Maybe you have heard the saying "we'll take care of that in user training". The notion that problems users have can be resolved by user training is severely flawed. Yet entire departments rally around this belief and worse many companies seem to wrap product management around it.
The idea that you can educate users about how to use a user interface is misguided. The goal of usability is to create intuitive user interfaces. Intuitive means the design does not require understanding. Help and "user education" presupposes that both of these goals are possible.
My personal and professional experience tells me they are not. Maybe I am not typical: I don't read user manuals, I struggle with help systems and I go for defaults over configuring options. In fact those three behaviors are very typical of the "average user".
At Experience Dynamics, I occasionally work with clients who have structured their entire user experience efforts around a User Education Department. This type of department writes documentation and help manuals and systems in order to "clean up" on confusion created by complex software, Web applications and Web sites. The idea is that with a little help, a user can be trained.

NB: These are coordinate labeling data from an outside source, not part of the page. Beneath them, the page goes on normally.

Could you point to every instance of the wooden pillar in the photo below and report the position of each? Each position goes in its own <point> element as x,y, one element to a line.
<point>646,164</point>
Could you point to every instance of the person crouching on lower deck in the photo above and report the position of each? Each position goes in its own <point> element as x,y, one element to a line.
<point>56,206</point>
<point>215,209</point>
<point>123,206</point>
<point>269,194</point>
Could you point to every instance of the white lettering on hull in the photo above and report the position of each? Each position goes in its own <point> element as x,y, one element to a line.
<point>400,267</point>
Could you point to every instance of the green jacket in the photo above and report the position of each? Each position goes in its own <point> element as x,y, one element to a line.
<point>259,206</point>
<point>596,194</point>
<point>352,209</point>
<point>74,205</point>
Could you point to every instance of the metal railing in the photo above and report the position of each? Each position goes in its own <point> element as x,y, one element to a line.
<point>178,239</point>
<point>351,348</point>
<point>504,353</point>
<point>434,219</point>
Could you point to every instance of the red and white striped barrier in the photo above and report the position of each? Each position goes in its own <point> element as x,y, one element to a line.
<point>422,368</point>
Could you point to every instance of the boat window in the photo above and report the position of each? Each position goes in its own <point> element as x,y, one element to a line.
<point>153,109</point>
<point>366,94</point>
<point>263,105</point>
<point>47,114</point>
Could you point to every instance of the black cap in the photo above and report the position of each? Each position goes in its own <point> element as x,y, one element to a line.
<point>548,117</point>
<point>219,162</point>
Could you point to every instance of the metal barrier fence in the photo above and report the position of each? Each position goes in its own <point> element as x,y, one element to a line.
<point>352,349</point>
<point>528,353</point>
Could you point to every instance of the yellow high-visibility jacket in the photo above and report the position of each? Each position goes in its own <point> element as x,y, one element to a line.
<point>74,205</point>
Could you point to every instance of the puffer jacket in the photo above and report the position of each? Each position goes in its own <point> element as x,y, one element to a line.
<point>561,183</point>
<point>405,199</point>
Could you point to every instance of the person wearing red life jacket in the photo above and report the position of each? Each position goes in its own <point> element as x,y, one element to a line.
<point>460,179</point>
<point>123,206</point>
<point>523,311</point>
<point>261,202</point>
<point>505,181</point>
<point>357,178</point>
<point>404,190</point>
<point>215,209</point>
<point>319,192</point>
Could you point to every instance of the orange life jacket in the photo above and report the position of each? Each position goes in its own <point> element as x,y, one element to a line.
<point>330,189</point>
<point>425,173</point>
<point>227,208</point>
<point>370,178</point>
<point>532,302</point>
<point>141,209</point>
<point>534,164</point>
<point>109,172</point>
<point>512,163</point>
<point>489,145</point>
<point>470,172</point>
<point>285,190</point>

As someone who spends a lot of time with end users observing them interact with these same interfaces and help systems created by those same user education departments, I can tell you categorically that the intention does not match the reality. If it's not intuitive, you're in trouble...help or not.
Should you design help systems if they don't help?
Last week in Seattle there was a User Assistance (UA) conference, a regular conference for professionals in this area. Even usability thought leader Jared Spool spoke at the conference...
If 'help doesn't' then what are UA professionals such as those at last week's conference doing wasting their time? What is a company doing wasting time putting a help system in a design?
UA seems to be a 'necessary evil' in interface design. While user "training" can help ease the burden of disorientation, it is ineffective as a method for increasing the important usability metrics of ease of use, ease of learning or ease of understanding.
Don't get me wrong, you still need to build help systems-- just don't rely on them as a mechanism that will realistically save your design. What I object to is not the existence of UA, but rather the reliance on it by developers, designers and product managers as a way to brush away usability requirements. I have been in too many meetings where everyone nods their head to the sound of "that's just a user training issue" or "the user can just hit help or click here for help".
User Error, Lazy and Stupid Users and What to do about Them
While preparing this post, I mentioned to a colleague the premise of this article and he said:
Please tell that to my current project team. Man, they get so angry at the users' "incompetence" and "laziness" because they struggle and don't read the massive bibles of "User Assistance" for our web application...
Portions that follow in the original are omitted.